Karin und die Kinder konnten hier zur Ruhe kommen. Mit Unterstützung der sozialarbeiterischen Begleitung und Beratung wurde ihr Leben in neue Bahnen gelenkt. Es gab wieder Perspektiven für Karin Die Scheidung wurde möglich, sie sicherte ihre Existenz, die Schuldenregulierung schaffte sie, außerdem machte sie eine Psychotherapie. Ihr gesundheitlicher Zustand besserte sich und sie machte die Ausbildung zur Altenfachbetreuerin und bezog mit ihren Kindern eine eigene Wohnung. Karin hat die Zeit im Haus für Mutter und Kind sehr genützt und vieles für sich und ihre Kinder erreicht.
Gertrude
Gertrude hat es geschafft. Sie hat im Haus für Mutter und Kind ihren Weg aus der Krise gefunden. Ihre zwei Buben sind ihr ein und alles und ihr größter Stolz. Der Älteste hat gerade eine fixe Arbeitsstelle bei einem Tischler gefunden, der Jüngere geht noch zur Schule. Dass es ihnen gut geht und sie ihren - geraden - Weg im Leben finden, ist Gertrude, 45, sehr wichtig. Sie selbst hatte eine schwere Kindheit. "Statt Liebe habe ich Hiebe bekommen", sagt sie. Als Jugendliche bricht sie ihre Lehre zur Einzelhandelskauffrau ab und wechselt dann von einem Job als Hilfskraft zum nächsten. Im Alter von 27 Jahren heiratet sie. Doch auch in der Ehe meint es das Schicksal nicht gut mit ihr: "Mein Mann war Alkoholiker und wenn er einen Wutausbruch hatte, schlug er auch zu. Mein Ältester hat leider damals vieles mitbekommen." Schließlich fasst sie den Entschluss, ihren Mann zu verlassen und endlich ist das Glück auf ihrer Seite: Im Haus für Mutter und Kinder der Caritas wird ein Platz frei und sie kann mit ihren Kindern einziehen. Zu diesem Zeitpunkt hat sie keinerlei eigenes Einkommen und ihr Mann weigert sich, Unterhalt zu zahlen.

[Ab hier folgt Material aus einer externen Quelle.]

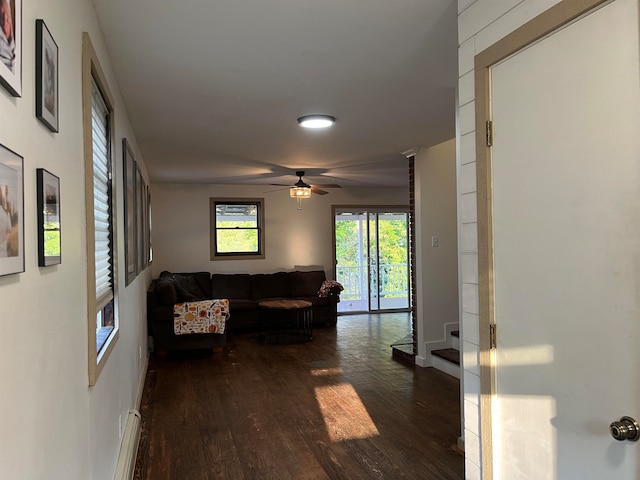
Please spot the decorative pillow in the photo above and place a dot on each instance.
(188, 289)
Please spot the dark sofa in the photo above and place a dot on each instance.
(244, 292)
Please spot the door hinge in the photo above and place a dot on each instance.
(493, 342)
(489, 133)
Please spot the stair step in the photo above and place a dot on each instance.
(449, 354)
(455, 339)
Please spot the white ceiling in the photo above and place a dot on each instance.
(213, 88)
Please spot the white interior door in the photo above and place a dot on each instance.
(566, 229)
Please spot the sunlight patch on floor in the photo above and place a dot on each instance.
(344, 414)
(325, 372)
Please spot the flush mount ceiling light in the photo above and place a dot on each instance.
(316, 121)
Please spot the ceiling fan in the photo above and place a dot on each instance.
(301, 184)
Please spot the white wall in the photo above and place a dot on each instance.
(436, 267)
(293, 237)
(52, 425)
(481, 23)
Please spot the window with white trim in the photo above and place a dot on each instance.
(237, 229)
(97, 112)
(102, 216)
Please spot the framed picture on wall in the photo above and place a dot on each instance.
(11, 212)
(130, 237)
(46, 77)
(11, 46)
(49, 223)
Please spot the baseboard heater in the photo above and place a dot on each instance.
(129, 447)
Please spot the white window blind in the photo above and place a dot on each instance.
(101, 197)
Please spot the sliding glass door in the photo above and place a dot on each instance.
(372, 259)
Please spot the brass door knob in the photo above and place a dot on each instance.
(625, 429)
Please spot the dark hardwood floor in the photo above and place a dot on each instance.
(338, 407)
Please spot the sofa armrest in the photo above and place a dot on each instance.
(161, 326)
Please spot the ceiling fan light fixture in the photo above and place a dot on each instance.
(300, 192)
(316, 121)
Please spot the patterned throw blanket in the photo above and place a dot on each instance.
(206, 316)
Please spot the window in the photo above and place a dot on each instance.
(237, 229)
(101, 267)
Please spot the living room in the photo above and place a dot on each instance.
(77, 427)
(55, 419)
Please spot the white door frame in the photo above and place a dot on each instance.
(546, 23)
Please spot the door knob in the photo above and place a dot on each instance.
(625, 429)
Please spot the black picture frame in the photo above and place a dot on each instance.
(130, 221)
(47, 104)
(11, 212)
(11, 64)
(49, 219)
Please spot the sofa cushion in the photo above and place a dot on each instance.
(272, 285)
(306, 284)
(165, 291)
(188, 289)
(231, 285)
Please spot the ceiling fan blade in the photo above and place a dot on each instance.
(317, 191)
(276, 190)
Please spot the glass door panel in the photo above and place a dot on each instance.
(372, 260)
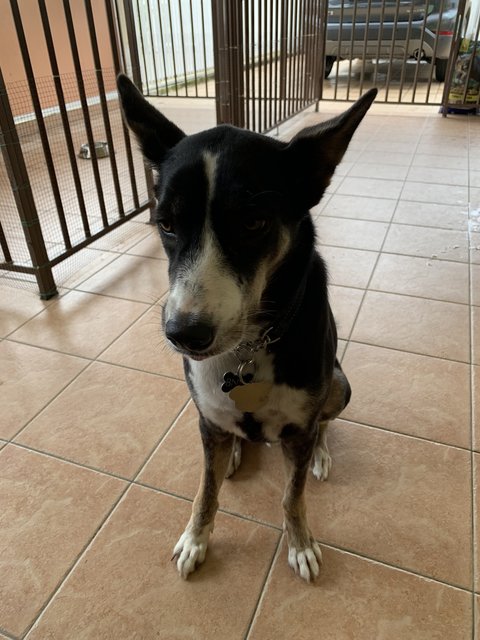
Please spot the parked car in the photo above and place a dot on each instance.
(370, 30)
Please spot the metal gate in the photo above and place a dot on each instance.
(68, 173)
(273, 58)
(402, 47)
(260, 59)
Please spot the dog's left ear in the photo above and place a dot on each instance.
(316, 151)
(155, 133)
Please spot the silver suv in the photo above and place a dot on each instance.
(376, 29)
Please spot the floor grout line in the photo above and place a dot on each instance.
(128, 485)
(472, 424)
(372, 273)
(136, 482)
(264, 589)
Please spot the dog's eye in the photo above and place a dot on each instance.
(166, 226)
(256, 224)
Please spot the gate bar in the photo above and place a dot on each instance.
(40, 121)
(103, 102)
(65, 123)
(22, 192)
(117, 65)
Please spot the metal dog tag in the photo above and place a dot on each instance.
(251, 397)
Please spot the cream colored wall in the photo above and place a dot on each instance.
(11, 60)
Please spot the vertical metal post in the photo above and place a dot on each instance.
(137, 79)
(22, 192)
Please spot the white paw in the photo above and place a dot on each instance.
(235, 458)
(190, 551)
(322, 463)
(306, 562)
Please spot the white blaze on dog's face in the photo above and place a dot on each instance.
(222, 248)
(233, 210)
(203, 286)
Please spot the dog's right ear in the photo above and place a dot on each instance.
(155, 133)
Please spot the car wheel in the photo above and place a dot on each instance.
(440, 69)
(329, 62)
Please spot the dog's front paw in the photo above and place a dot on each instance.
(322, 463)
(190, 551)
(306, 562)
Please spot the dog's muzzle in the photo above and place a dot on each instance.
(189, 335)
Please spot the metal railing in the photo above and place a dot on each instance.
(174, 46)
(271, 52)
(267, 62)
(53, 202)
(402, 48)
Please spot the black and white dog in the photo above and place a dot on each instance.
(248, 306)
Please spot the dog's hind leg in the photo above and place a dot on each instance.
(304, 554)
(235, 457)
(337, 400)
(191, 548)
(322, 460)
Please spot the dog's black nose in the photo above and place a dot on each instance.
(191, 335)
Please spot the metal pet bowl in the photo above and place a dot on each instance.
(101, 150)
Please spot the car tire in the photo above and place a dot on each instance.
(440, 69)
(329, 62)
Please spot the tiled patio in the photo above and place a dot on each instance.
(100, 455)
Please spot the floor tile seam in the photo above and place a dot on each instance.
(91, 275)
(129, 367)
(93, 468)
(223, 510)
(159, 442)
(409, 295)
(79, 557)
(392, 565)
(389, 253)
(279, 529)
(380, 252)
(474, 511)
(148, 309)
(7, 634)
(69, 461)
(118, 254)
(410, 436)
(155, 298)
(394, 222)
(58, 297)
(366, 343)
(263, 591)
(406, 179)
(52, 399)
(399, 294)
(97, 359)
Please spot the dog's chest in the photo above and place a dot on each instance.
(284, 405)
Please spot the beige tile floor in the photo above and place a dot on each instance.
(100, 456)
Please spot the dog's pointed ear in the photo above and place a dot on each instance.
(316, 151)
(155, 133)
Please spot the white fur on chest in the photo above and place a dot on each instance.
(285, 405)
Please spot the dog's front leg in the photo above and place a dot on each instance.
(304, 554)
(190, 550)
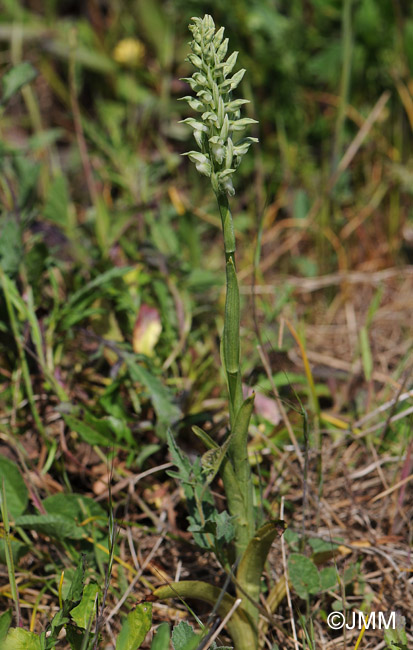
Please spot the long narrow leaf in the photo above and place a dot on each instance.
(241, 628)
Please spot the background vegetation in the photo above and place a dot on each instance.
(111, 303)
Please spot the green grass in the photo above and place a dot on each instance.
(112, 305)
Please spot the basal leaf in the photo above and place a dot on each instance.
(20, 639)
(135, 628)
(56, 526)
(15, 487)
(162, 637)
(182, 634)
(5, 621)
(17, 77)
(304, 575)
(82, 613)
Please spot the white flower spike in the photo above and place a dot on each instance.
(220, 118)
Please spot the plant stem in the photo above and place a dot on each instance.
(231, 337)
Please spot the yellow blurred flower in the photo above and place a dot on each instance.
(129, 51)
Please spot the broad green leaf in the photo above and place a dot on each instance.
(17, 77)
(56, 526)
(15, 487)
(20, 639)
(396, 638)
(135, 628)
(5, 621)
(240, 627)
(304, 575)
(252, 563)
(182, 634)
(83, 612)
(162, 637)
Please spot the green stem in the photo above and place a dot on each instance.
(231, 336)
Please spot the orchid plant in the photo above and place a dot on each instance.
(235, 536)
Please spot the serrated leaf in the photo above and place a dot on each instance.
(135, 628)
(17, 77)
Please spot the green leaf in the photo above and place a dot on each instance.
(240, 627)
(231, 325)
(304, 575)
(252, 563)
(76, 506)
(11, 245)
(56, 208)
(166, 411)
(5, 621)
(19, 639)
(18, 549)
(15, 487)
(20, 75)
(162, 637)
(56, 526)
(83, 612)
(135, 627)
(366, 355)
(328, 578)
(73, 598)
(182, 634)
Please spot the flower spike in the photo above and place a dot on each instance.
(219, 156)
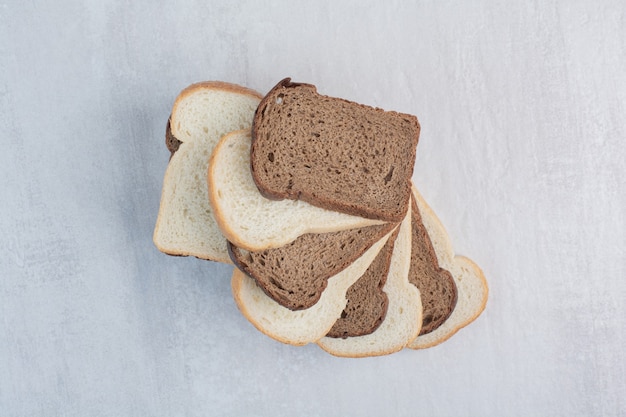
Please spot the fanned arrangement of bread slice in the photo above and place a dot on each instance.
(311, 198)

"Die Zeit hier war für mich und meine Kinder unendlich heilsam. Hier haben sie mir beigebracht, über alle meine Sorgen und Probleme zu reden", erzählt Gertrude über ihre Zeit im Haus für Mutter und Kind. Gertrude hat schließlich auch eine Arbeitsstelle als Reinigungskraft gefunden und lebt jetzt mit ihren beiden Söhnen in einer kleinen Wohnung. Obwohl sie mit wenig Geld auskommen müssen, ist sie glücklich, dass sie ihr Leben zum Positiven verändern konnte.